Speaking about the on-going agreement with Avance, which will see a number of additional vessels from their 14-strong VLGC fleet transit the canal with assistance from WSS, Langlete adds: “WSS Agency has a strong relationship with Avance, which appreciates our global network and standardized high quality services for its diverse international fleet.

“We understand their needs and they understand the benefits of our integrated service, products and expert staff. We’re delighted that they’re the first customer to take advantage of this brand new service and look forward to many more canal transits with them, and our other valued clients, in the future.”

The Panama Canal Expansion Programme is the largest development project to take place on the waterway since its opening in 1914. Egypt’s new Suez Canal expansion opened in August 2015, cutting vessel waiting time from 11 hours to three hours and potentially doubling the number of daily transits.

The WSS Transit Desks are now open to provide support and advice to the global market 24/7 365 days a year. Both have attained ISO 9001 Quality Management certification.
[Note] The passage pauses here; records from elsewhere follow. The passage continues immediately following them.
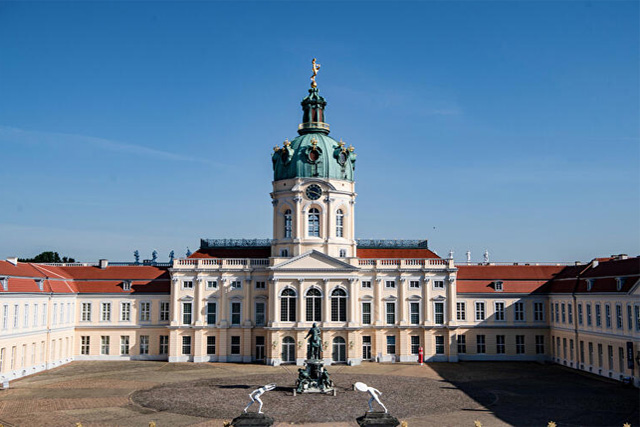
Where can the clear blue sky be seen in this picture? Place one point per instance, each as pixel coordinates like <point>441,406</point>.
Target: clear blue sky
<point>507,126</point>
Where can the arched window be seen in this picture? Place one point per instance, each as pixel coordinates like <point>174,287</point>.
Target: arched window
<point>339,350</point>
<point>339,223</point>
<point>338,305</point>
<point>287,224</point>
<point>288,350</point>
<point>288,305</point>
<point>314,222</point>
<point>314,305</point>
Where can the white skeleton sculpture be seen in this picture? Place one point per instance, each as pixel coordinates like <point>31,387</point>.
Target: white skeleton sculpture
<point>373,392</point>
<point>255,395</point>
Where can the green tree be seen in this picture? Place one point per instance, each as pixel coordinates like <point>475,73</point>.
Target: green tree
<point>47,256</point>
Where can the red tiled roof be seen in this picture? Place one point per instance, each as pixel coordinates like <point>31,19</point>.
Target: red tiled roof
<point>395,253</point>
<point>508,286</point>
<point>239,252</point>
<point>508,272</point>
<point>115,286</point>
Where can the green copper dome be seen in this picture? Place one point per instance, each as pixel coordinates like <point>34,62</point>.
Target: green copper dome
<point>313,154</point>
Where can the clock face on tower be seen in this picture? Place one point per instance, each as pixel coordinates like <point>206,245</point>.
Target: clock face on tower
<point>314,192</point>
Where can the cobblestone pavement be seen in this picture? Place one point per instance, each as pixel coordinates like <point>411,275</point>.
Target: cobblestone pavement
<point>437,394</point>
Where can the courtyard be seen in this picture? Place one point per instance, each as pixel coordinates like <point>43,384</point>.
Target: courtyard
<point>437,394</point>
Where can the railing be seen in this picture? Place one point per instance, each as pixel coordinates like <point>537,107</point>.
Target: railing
<point>312,125</point>
<point>402,263</point>
<point>220,262</point>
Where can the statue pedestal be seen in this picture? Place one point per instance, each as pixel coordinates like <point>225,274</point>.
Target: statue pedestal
<point>252,419</point>
<point>311,379</point>
<point>377,419</point>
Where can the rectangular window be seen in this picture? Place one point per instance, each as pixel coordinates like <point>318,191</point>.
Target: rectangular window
<point>211,345</point>
<point>391,313</point>
<point>125,311</point>
<point>414,313</point>
<point>480,344</point>
<point>144,344</point>
<point>235,344</point>
<point>391,344</point>
<point>104,345</point>
<point>186,313</point>
<point>212,313</point>
<point>186,345</point>
<point>164,311</point>
<point>480,314</point>
<point>579,314</point>
<point>499,310</point>
<point>105,312</point>
<point>124,344</point>
<point>519,344</point>
<point>600,356</point>
<point>86,312</point>
<point>500,348</point>
<point>415,344</point>
<point>145,311</point>
<point>260,314</point>
<point>462,344</point>
<point>366,313</point>
<point>519,312</point>
<point>610,354</point>
<point>438,309</point>
<point>84,345</point>
<point>235,313</point>
<point>164,344</point>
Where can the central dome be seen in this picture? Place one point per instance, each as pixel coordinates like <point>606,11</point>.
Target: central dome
<point>313,155</point>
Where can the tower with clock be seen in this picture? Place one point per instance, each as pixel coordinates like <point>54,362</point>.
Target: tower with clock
<point>313,188</point>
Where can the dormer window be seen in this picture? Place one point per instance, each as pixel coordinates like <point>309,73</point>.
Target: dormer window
<point>589,284</point>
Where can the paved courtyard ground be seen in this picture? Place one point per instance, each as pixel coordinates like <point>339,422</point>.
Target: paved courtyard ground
<point>437,394</point>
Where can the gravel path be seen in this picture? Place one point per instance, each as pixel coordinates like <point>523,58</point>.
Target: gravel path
<point>224,398</point>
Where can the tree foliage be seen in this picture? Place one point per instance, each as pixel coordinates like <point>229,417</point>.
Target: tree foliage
<point>47,256</point>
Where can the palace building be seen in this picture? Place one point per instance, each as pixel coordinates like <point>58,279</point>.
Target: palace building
<point>253,301</point>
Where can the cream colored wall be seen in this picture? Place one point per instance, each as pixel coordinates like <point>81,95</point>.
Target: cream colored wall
<point>37,343</point>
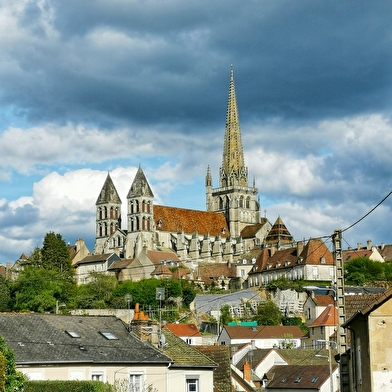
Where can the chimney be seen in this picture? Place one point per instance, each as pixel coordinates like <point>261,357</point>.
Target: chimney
<point>300,248</point>
<point>253,344</point>
<point>145,328</point>
<point>247,371</point>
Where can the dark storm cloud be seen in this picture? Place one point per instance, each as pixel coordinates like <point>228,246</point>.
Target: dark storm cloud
<point>168,62</point>
<point>20,216</point>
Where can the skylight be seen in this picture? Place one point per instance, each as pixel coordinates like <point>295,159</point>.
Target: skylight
<point>108,335</point>
<point>73,334</point>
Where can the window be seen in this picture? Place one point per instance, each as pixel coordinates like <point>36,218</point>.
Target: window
<point>135,383</point>
<point>192,384</point>
<point>97,376</point>
<point>73,334</point>
<point>108,335</point>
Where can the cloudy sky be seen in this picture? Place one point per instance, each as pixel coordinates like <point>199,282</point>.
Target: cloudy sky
<point>92,86</point>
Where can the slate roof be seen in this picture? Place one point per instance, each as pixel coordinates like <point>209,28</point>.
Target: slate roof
<point>175,220</point>
<point>120,264</point>
<point>140,186</point>
<point>162,271</point>
<point>108,193</point>
<point>279,234</point>
<point>297,356</point>
<point>298,377</point>
<point>355,303</point>
<point>263,332</point>
<point>261,261</point>
<point>251,230</point>
<point>222,374</point>
<point>183,330</point>
<point>183,354</point>
<point>210,271</point>
<point>378,301</point>
<point>301,356</point>
<point>39,339</point>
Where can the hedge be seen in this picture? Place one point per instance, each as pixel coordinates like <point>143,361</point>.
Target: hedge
<point>61,386</point>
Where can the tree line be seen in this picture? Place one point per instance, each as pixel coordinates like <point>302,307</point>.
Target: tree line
<point>46,282</point>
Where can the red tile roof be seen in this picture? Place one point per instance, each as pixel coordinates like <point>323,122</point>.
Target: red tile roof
<point>176,220</point>
<point>222,374</point>
<point>157,256</point>
<point>263,332</point>
<point>183,330</point>
<point>323,300</point>
<point>354,253</point>
<point>329,316</point>
<point>209,271</point>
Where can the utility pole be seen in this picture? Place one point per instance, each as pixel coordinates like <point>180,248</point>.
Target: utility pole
<point>339,274</point>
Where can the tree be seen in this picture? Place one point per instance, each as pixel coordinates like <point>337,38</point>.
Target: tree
<point>225,317</point>
<point>55,255</point>
<point>98,293</point>
<point>46,278</point>
<point>362,269</point>
<point>14,380</point>
<point>188,292</point>
<point>38,290</point>
<point>5,295</point>
<point>268,314</point>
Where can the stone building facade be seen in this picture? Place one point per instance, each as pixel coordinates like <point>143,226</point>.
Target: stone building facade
<point>231,225</point>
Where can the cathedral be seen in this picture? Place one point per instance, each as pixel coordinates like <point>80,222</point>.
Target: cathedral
<point>230,226</point>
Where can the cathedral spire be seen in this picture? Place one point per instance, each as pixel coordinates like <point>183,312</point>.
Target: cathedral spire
<point>233,170</point>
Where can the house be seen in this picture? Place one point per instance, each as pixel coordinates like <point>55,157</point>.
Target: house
<point>94,263</point>
<point>369,251</point>
<point>306,378</point>
<point>312,262</point>
<point>323,328</point>
<point>191,370</point>
<point>263,336</point>
<point>219,274</point>
<point>187,332</point>
<point>148,264</point>
<point>222,374</point>
<point>367,364</point>
<point>262,360</point>
<point>62,347</point>
<point>315,305</point>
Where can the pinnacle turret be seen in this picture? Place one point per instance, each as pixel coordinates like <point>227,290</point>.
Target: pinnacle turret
<point>108,193</point>
<point>233,170</point>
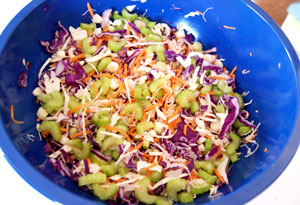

Wilhelmsen Ships Service is part of Wilhelmsen Maritime Services, a Wilh. Wilhelmsen group company. It has the world’s largest maritime services network, with 4,500 marine professionals servicing 2,200 ports in 125 countries. Wilhelmsen Ships Service supplies safety products and services, Unitor products, Unicool refrigerants, Unitor and Nalfleet marine chemicals, maritime logistics and ships agency to the maritime industry. Last year the company made product deliveries to 25,000 vessels and handled 70,000 port calls.